Academia is weird!!!!! I understand about perhaps wanting to clarify status if you were a fulltime staff member and then started your degree, versus doing the degree with some teaching tacked in to it. I do some tutorials, but I don't think of myself as a member of staff, as much as I think of myself as a student doing some tutorials...a student with some staff functions thrown in. And of course I realise that the hiearchy and status and etc of each department of each uni is different and people have to respond to those environments...In my own head I suppose I have not internalised the identity of a student, in other words, while I will say that is what I do, in my own head I am still a lawyer who is temporarily a student...my sense of primary self reference still being in my profession and not in my studies, if that makes sense.
Yes, I think it must be partly that, what you think of yourself as. I never felt like a lecturer until I'd actually been doing it for a few years, I always felt like I was just pretending or an imposter, as people have said on some other threads, whereas all the lecturers were 'real' ones because they'd been doing it for at least a decade or longer. I realised a couple of years ago when I was redoing my cv that I felt like a 'proper' academic now, so presumably I'd changed my points of reference for what I regarded my primary occupation as. And about time too!

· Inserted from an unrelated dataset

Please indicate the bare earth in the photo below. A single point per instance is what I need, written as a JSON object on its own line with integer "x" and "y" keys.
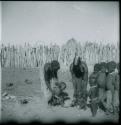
{"x": 36, "y": 108}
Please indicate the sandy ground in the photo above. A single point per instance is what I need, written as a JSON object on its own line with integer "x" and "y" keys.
{"x": 37, "y": 108}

And yes, I also think academia is weird, perhaps my college more than others sometimes, but it's definitely not dull.
I use 'PhD researcher' or 'doctoral researcher' :$ But this is mainly because 'student' has so many bad connotations e.g. tax dodging scum ;-)
Also in my area of research there is a lot of value placed on getting yourself known, networking with academics and practitioners and the minute you say 'student' to anyone not in academia they automatically put you into that box. I suppose it is an ego thing, but rather a self-marketing, promoting yourself to the wider world kinda thing. It also means that people value my work equally to the work of someone who graduated from my MSc at the same time as me and is now 'senior consultant'.
So it is important to me how I market myself, even more so because I do a lot of consultancy on the side. and maybe it is more common in the UK, as I think 'student' really refers to studying and not getting paid, whereas I am paid a monthly salary, eventhough it is technically a grant.
well i think library is place of studies not a eating place.
I agree, my old library (Queen Mary) was like that twenty years ago- silence reigned with a rod of iron- and now you can take coffee all over, ground floor is like a creche, AND it's got it's own cafe, INSIDE the library!